Water bomber crew took on too much water: TSB crash report

A combination of crew error and lack of training led to the crash of a government water bomber into a Labrador lake last summer.

Pilot's personal problems may have also contributed to incident

Government workers survey the wreckage of a water bomber that crashed and sank in Moosehead Lake in July 2013. The plane was brought to the surface days later.

A combination of crew error and lack of training led to the crash of a government water bomber into a Labrador lake last summer.

The Transportation Safety Board released its report into the incident Thursday.

Neither the pilot nor co-pilot was injured in the July 3 incident on Moosehead Lake, but the aircraft was destroyed and sank to the bottom.

According to investigators, the water bomber crashed because it had scooped up too much water from the lake and was too heavy to take off again.

The three-year-old plane was helping fight last summer's forest fires in the area, which had destroyed cabins and was threatening the towns of Wabush and Labrador City.

The report focused on switches that open and close doors on the belly of the water bomber, where the water is sucked in and later dumped on fires.

Investigators found that a switch was inadvertently moved to the "manual" position before the flight, meaning the crew would have to close the doors themselves once they had a safe amount of water on board. If it had been in the "auto" position, the doors would've closed on their own.

Doug McEwen investigated the crash of a provincial water bomber for the Transportation Safety Board. (CBC)
But by the time the crew noticed the problem, they had too much water and it was too late.

Doug McEwen, who investigated the crash for the TSB, said trying to take off anyway was a mistake.
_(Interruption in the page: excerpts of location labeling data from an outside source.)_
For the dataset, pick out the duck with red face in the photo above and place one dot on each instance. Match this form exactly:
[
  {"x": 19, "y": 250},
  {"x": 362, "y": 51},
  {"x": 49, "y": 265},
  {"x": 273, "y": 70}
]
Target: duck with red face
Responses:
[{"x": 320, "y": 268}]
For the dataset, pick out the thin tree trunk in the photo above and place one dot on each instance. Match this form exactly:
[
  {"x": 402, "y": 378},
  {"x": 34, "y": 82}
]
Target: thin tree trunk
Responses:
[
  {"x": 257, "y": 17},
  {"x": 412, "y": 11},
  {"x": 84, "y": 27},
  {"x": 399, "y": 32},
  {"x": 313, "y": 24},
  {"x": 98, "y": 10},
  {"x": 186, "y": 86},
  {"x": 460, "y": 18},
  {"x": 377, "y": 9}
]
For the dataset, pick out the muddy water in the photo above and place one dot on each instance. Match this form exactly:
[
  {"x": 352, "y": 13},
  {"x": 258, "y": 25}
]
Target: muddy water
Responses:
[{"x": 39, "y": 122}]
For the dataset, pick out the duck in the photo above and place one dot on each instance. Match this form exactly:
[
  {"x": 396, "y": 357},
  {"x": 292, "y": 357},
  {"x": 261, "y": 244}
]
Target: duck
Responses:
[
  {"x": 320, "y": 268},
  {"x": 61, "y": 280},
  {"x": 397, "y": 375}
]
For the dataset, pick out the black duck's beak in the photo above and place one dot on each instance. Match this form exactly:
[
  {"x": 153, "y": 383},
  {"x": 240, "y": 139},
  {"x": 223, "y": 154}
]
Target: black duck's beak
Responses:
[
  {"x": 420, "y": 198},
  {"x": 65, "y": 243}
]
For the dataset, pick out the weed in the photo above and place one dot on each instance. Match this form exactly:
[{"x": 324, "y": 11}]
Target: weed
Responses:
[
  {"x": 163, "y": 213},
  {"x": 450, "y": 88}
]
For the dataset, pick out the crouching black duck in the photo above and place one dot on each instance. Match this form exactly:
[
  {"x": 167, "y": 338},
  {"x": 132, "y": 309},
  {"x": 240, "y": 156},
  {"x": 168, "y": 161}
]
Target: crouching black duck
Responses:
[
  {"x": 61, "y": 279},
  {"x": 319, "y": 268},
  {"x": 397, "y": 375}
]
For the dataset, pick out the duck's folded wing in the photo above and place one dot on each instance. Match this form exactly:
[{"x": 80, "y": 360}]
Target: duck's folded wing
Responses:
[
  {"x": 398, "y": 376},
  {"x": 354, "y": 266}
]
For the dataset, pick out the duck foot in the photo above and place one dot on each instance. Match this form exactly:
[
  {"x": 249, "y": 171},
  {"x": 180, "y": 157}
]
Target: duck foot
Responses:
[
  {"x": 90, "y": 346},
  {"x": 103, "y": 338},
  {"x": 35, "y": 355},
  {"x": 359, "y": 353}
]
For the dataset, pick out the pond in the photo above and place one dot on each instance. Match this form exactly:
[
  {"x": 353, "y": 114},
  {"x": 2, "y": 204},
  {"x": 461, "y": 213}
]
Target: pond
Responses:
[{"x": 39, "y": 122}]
"The manufacturer recommends that the aircraft be stopped on the water,`` he said. `The process to do that is to stop on the water and allow the aircraft to open the tank doors. The water is lowered to a level that the aircraft then can become safe to operate."

Instead, the pilot tried to turn left for more distance to take off, but a wing hit the water causing the nose of the plane to go under. The aircraft was about seven feet off the surface at the time, and came to rest upright, but slowly sinking.

The co-pilot was able to grab a life-jacket and climb out through an overhead escape hatch. But the pilot's life-jacket had floated away, and he got out through a side window, joining his co-pilot on the roof as the plane continued to sink. They were able to call for help with a cellphone, and were picked up by a boat about a half hour later, with the plane going to the bottom shortly thereafter in about 15 feet of water.

Satellite phones have since been installed on water bombers.

The TSB report noted neither pilot tried to activate the emergency locator transmitter (ELT), shut down the engines, or turn off electric power.

Investigators also found there might have been other factors at play, including stress on the pilot who was going through a personal crisis at the time. They said he may have been distracted by that, since he had received a phone call the day of the crash that was "particularly distressing."

Considered taking time off

"(The pilot) had considered taking a leave of absence, but in light of the (threat posed by the forest fires), had continued working," the report states. "The pilot's level of distraction due to the effects of chronic stress created a situation in which errors were more likely to occur."

But investigators didn't just focus on the crew.

They also found the provincial government was lax in training for fighting forest fires from the sky. And that real life-jackets and life-rafts were never used as training aids.

"If individuals are not trained on safety equipment installed on the aircraft, then there is an increased risk that the individuals may not be aware of how to effectively use the equipment to ensure their survival."

What's more, the report said life-jackets and the life-raft on the plane were hard to get at, and not secured.

It also noted that the established pre-flight checklist didn't include the switch that had been inadvertently moved from auto to manual.

The report does note the province has since rectified some of the problems that may have contributed to the crash.

The pilots' bosses have been waiting for the TSB report before deciding if they will be disciplined.